EU AI Act Article 23: Importer Obligations for High-Risk AI Systems
Article 23 EU AI Act: pre-market verification duties for importers of high-risk AI, 10-year record retention, and €15M/3% penalties from 2 Dec 2027.
You buy a high-risk AI system from a provider outside the EU — a workforce-screening tool developed in the United States, a credit-scoring model built in Singapore — and you place it on the Union market. At that moment you are an importer under Regulation (EU) 2024/1689, and Article 23 sets out exactly what you must verify, document, and do if something is wrong.
This guide explains every obligation, how the importer role differs from distributor (Article 24) and when it can shift entirely to provider (Article 25), and what a breach costs.
What Article 23 Actually Covers
The EU AI Act divides supply-chain accountability across four roles: provider, importer, distributor, and deployer. Importers sit between a non-EU provider and the Union market. Article 23 is designed to ensure that a system produced outside the EU arrives on the market only if it meets the same standards as a domestically built one.
The importer's obligations are front-loaded: most of them must be satisfied before the system is placed on the market, not after. If a system arrives non-conforming, the importer is the last line of defence before it reaches deployers.
Who Counts as an Importer Under Article 23?

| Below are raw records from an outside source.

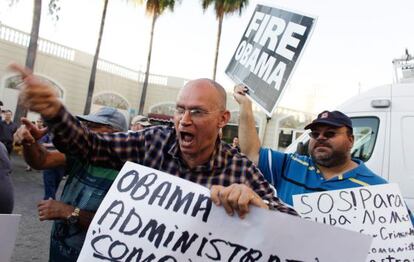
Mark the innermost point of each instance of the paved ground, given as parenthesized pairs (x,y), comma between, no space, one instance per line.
(32,243)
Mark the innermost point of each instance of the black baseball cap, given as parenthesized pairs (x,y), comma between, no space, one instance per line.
(331,118)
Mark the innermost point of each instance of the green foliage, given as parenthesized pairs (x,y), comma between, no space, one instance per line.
(223,7)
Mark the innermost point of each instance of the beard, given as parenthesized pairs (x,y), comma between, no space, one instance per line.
(335,158)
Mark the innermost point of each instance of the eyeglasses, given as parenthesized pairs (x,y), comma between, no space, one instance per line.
(327,134)
(194,113)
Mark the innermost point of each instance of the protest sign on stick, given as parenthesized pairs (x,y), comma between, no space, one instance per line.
(379,211)
(149,215)
(268,53)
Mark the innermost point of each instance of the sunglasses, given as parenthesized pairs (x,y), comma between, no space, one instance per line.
(327,134)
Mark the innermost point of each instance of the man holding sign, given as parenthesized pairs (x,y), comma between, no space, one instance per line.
(329,166)
(191,150)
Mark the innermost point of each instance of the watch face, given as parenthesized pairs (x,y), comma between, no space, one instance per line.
(73,219)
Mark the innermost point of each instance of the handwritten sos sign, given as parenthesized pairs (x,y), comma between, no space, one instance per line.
(152,216)
(379,211)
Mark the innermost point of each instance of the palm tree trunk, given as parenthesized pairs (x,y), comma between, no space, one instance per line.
(145,85)
(31,53)
(220,24)
(92,77)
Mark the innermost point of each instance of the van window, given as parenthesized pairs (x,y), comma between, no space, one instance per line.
(365,133)
(408,142)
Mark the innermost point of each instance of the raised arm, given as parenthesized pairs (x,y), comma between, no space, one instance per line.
(36,155)
(70,136)
(248,138)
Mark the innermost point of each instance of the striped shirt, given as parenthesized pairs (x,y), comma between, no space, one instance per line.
(157,147)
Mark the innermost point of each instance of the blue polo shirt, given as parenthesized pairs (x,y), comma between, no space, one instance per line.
(293,174)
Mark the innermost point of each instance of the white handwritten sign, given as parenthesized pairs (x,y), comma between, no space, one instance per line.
(268,52)
(379,211)
(149,216)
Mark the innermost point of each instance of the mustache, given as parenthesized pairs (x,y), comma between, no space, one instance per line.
(317,144)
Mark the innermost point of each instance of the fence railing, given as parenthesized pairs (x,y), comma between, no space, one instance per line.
(21,38)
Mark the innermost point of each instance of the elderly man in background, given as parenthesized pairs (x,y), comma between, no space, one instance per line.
(329,166)
(85,187)
(139,122)
(191,150)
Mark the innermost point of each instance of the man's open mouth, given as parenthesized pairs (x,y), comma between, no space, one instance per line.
(186,138)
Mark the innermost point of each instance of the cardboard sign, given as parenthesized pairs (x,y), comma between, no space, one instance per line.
(8,232)
(268,52)
(149,215)
(379,211)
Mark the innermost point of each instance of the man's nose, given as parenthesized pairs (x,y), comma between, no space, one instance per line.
(186,118)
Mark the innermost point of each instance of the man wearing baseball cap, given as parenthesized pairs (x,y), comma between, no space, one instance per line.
(139,122)
(329,166)
(84,190)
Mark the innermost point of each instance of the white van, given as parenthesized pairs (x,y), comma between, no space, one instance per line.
(383,121)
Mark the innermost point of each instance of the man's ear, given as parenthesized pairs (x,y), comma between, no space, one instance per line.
(352,140)
(224,118)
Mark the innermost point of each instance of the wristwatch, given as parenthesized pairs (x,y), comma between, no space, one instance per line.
(73,218)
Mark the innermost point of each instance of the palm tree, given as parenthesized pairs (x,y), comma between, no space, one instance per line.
(221,8)
(154,8)
(92,77)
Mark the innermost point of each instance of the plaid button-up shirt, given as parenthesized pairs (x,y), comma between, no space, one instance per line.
(157,147)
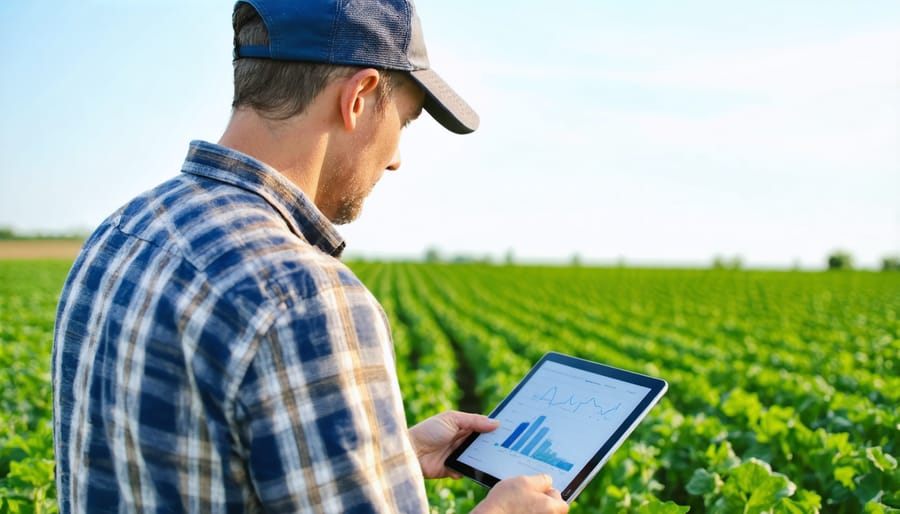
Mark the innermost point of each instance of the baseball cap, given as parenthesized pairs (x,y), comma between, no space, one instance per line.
(383,34)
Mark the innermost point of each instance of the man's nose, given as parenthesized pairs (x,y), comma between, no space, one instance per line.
(395,161)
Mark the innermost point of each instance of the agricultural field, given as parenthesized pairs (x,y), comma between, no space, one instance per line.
(783,397)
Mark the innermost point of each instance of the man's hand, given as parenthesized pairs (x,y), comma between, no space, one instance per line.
(532,494)
(436,437)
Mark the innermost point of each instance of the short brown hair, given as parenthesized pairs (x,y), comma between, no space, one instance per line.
(282,89)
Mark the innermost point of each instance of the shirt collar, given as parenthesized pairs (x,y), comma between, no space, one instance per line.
(232,167)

An importer is any natural or legal person established in the EU that places a high-risk AI system on the Union market where the provider is established outside the EU.
Three conditions must all be true:
- The provider is not established in the EU (or, in practice, has not appointed an EU-based authorised representative under Article 22 who takes on provider-equivalent liability).

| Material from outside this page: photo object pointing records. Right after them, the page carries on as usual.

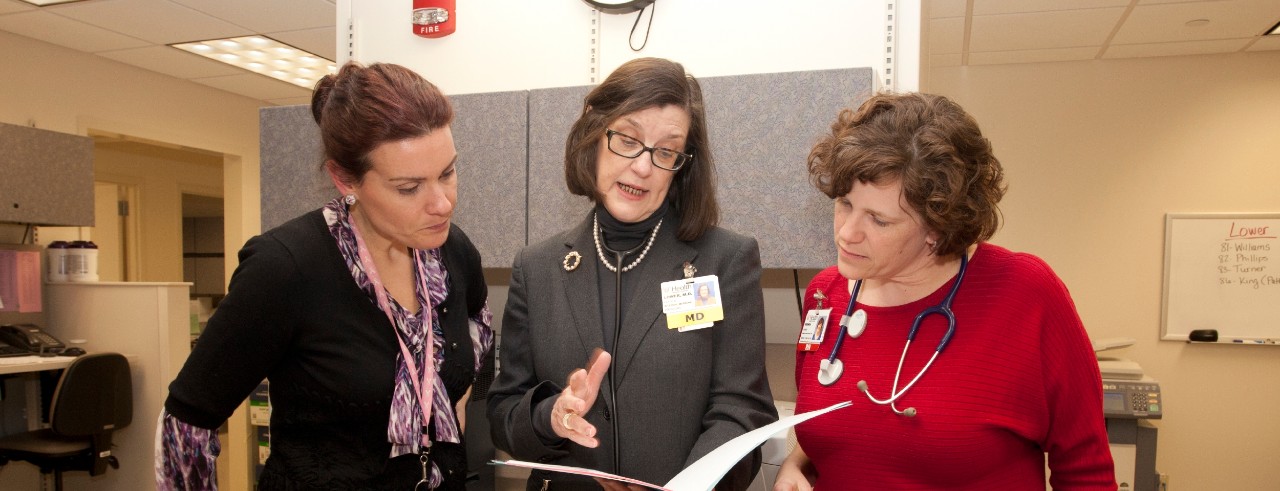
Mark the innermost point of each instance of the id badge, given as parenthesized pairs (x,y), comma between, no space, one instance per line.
(814,330)
(693,302)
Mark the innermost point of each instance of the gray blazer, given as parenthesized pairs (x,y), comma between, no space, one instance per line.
(679,394)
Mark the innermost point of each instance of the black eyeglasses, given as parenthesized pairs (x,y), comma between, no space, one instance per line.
(625,146)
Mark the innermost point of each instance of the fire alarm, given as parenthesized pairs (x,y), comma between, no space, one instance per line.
(434,18)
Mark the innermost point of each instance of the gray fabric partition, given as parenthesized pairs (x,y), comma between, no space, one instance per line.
(551,206)
(762,127)
(46,178)
(489,132)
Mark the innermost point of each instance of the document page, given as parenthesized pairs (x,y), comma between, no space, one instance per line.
(704,473)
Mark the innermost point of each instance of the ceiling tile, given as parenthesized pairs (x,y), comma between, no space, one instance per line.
(1046,30)
(946,8)
(1061,54)
(255,86)
(156,21)
(1226,19)
(946,35)
(1018,7)
(1266,44)
(320,41)
(172,62)
(8,7)
(48,27)
(268,15)
(291,101)
(1174,49)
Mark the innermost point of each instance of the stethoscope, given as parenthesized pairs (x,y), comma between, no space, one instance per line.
(854,322)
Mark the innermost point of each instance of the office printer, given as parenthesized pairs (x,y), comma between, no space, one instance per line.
(1130,399)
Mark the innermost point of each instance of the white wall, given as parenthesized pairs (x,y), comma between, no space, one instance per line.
(510,45)
(1096,154)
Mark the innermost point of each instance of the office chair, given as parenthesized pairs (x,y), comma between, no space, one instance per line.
(94,398)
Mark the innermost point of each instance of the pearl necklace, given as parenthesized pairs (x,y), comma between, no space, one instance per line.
(599,251)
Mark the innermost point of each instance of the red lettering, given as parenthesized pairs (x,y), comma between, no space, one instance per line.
(1248,230)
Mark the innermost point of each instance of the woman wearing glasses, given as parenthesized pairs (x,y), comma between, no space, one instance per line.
(650,399)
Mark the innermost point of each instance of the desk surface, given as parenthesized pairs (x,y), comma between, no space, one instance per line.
(32,363)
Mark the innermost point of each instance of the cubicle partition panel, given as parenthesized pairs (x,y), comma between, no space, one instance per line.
(46,178)
(293,180)
(551,206)
(762,128)
(489,132)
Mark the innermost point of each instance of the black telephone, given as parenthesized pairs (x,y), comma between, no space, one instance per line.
(30,338)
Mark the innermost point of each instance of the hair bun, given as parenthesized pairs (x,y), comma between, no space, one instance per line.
(320,96)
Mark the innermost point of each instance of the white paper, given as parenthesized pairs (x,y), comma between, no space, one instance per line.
(708,471)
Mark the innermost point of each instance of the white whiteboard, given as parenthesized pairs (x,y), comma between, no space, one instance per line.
(1223,272)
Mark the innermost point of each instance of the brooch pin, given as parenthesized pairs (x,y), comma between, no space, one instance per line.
(572,260)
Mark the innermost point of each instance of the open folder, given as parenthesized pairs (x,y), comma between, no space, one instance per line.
(704,473)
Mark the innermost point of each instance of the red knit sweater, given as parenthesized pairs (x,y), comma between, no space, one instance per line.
(1018,380)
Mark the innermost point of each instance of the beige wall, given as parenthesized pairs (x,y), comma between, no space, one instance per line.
(68,91)
(1096,154)
(160,178)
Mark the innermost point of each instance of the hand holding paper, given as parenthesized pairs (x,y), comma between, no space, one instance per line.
(704,473)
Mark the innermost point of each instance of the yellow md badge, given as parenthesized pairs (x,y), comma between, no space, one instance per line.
(693,303)
(702,317)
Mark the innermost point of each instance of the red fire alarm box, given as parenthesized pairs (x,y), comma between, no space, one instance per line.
(434,18)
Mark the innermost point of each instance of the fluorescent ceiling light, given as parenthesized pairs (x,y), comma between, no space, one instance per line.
(265,56)
(46,3)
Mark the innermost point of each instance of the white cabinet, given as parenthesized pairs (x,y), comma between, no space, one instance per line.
(150,322)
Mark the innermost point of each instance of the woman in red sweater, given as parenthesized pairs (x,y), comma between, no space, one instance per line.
(972,402)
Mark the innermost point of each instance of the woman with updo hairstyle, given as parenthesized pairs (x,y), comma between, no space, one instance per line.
(915,189)
(368,316)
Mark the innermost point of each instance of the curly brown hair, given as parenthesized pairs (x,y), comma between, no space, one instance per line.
(949,173)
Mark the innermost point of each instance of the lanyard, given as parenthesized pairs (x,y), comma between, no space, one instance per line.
(424,388)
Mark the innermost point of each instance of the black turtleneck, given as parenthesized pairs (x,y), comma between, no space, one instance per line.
(630,239)
(620,235)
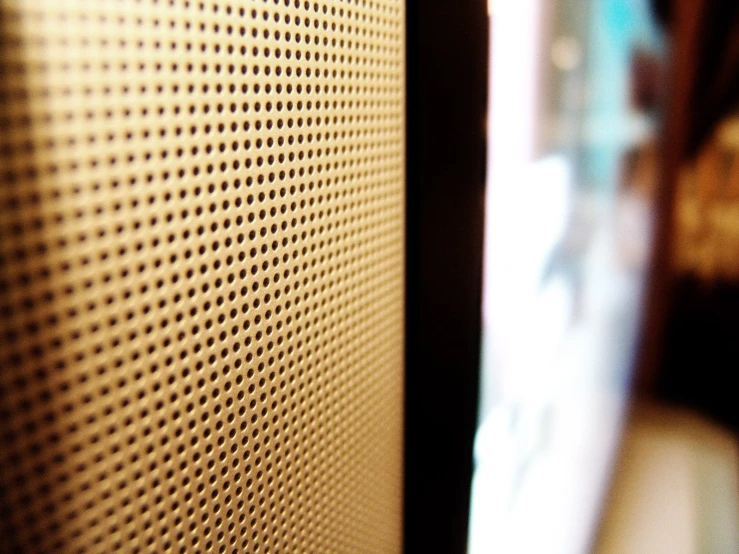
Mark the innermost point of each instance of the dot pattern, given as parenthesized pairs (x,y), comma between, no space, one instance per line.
(201,275)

- You are placing the system on the market — meaning you are making it available for the first time in the EU, typically as the entity that enters into the commercial relationship with the non-EU provider and then supplies it onward.

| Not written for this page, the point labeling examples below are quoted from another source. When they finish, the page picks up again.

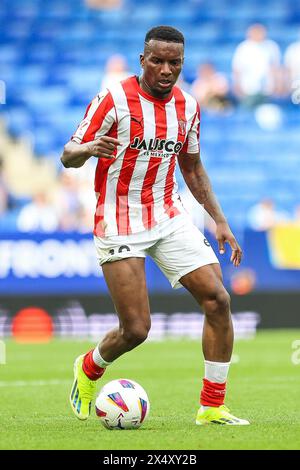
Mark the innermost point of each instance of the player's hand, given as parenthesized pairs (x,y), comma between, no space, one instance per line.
(104,147)
(225,235)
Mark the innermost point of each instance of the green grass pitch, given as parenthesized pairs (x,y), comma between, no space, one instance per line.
(263,386)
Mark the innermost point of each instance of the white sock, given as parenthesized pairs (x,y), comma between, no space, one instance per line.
(98,359)
(215,372)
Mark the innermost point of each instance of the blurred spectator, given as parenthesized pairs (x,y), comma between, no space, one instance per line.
(263,215)
(211,88)
(256,67)
(103,3)
(3,190)
(296,217)
(292,62)
(66,201)
(39,215)
(116,70)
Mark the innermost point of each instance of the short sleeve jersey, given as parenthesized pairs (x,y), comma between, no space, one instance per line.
(137,189)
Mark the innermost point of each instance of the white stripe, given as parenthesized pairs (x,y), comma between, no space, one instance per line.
(140,170)
(84,125)
(172,134)
(33,383)
(190,110)
(123,118)
(108,121)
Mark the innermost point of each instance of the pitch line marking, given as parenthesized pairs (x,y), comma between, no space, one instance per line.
(32,383)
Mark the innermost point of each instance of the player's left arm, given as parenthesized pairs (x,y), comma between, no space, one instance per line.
(199,184)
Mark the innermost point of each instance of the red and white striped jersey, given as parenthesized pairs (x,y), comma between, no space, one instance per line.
(137,189)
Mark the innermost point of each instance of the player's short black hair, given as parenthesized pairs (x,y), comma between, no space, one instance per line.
(165,33)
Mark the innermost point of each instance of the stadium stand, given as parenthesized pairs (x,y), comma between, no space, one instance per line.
(52,60)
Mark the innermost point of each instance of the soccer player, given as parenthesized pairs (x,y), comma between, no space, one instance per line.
(138,129)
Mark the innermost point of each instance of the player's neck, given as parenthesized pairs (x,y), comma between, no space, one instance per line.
(145,87)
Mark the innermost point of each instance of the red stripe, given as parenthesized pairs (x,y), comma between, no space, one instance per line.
(98,117)
(153,166)
(130,158)
(169,207)
(101,174)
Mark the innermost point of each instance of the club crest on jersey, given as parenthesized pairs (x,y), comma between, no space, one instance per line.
(157,145)
(182,126)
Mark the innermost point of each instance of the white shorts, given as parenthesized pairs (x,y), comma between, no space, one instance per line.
(176,246)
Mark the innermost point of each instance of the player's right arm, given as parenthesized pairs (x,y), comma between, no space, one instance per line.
(75,155)
(92,135)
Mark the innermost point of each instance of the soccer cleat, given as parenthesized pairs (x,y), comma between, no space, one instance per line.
(83,391)
(220,415)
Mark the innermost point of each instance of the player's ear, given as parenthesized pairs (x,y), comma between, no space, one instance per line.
(142,60)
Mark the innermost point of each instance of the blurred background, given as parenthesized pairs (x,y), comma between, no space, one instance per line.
(242,63)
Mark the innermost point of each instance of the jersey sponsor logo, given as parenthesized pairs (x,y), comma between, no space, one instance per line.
(182,126)
(140,121)
(157,145)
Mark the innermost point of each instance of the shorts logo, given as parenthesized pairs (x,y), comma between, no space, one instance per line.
(120,250)
(182,126)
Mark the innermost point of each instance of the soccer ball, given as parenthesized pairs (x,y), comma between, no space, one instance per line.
(122,404)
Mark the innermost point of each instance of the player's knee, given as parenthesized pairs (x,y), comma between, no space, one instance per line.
(218,304)
(136,334)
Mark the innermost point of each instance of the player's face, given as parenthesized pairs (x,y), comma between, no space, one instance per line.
(162,63)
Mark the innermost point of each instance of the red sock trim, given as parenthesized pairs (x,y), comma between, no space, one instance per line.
(212,393)
(91,370)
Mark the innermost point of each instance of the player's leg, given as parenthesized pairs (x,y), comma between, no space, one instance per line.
(127,285)
(126,281)
(187,259)
(206,286)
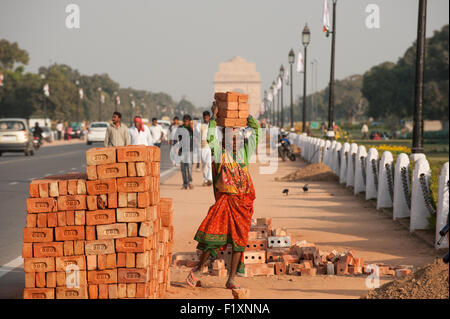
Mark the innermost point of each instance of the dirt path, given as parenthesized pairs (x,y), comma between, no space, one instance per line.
(328,215)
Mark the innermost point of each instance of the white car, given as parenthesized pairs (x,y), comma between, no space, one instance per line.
(96,132)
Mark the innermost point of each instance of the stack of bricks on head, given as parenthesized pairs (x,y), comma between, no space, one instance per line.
(105,234)
(232,109)
(270,252)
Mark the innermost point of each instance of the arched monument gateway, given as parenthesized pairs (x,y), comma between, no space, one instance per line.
(239,75)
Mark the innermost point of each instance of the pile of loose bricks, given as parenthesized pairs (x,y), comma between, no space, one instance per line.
(270,252)
(233,109)
(105,234)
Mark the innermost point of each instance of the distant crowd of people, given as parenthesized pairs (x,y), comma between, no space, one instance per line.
(199,152)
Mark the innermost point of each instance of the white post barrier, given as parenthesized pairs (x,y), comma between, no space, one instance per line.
(402,188)
(442,206)
(360,172)
(336,155)
(371,176)
(419,210)
(385,193)
(343,169)
(350,178)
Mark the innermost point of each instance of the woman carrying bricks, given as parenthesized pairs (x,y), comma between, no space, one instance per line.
(228,220)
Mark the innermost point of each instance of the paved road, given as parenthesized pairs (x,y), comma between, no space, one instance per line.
(16,172)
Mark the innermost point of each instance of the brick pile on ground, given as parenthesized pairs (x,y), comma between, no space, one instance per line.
(233,109)
(311,173)
(105,234)
(271,252)
(428,282)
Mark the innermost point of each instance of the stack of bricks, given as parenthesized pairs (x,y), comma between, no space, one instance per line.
(233,109)
(271,252)
(105,234)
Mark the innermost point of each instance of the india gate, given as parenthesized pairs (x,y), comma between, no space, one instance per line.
(239,75)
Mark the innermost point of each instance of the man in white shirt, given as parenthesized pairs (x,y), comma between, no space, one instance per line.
(157,132)
(140,134)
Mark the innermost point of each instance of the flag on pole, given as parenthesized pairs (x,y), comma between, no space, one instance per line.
(46,90)
(326,17)
(300,62)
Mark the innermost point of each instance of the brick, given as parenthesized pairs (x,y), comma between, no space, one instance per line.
(99,247)
(100,217)
(132,275)
(111,231)
(131,245)
(69,233)
(112,200)
(104,186)
(63,262)
(62,187)
(91,202)
(41,205)
(39,293)
(97,277)
(44,264)
(31,220)
(27,250)
(111,261)
(52,219)
(93,291)
(113,292)
(254,256)
(37,235)
(51,249)
(91,172)
(130,260)
(61,216)
(30,280)
(91,233)
(72,293)
(131,215)
(101,262)
(131,166)
(68,248)
(134,153)
(72,202)
(122,291)
(91,262)
(102,155)
(133,184)
(121,260)
(70,218)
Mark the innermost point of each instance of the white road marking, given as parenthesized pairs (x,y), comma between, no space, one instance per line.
(6,268)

- You are EU-established — a company or individual with a registered address in an EU Member State.
If you only distribute a system already placed on the market by someone else, you are a distributor (Article 24), not an importer. The distinction matters: importers must carry out pre-market verification; distributors perform a lighter gate-check on documentation that should already exist.
When the Role Shifts to Provider (Article 25)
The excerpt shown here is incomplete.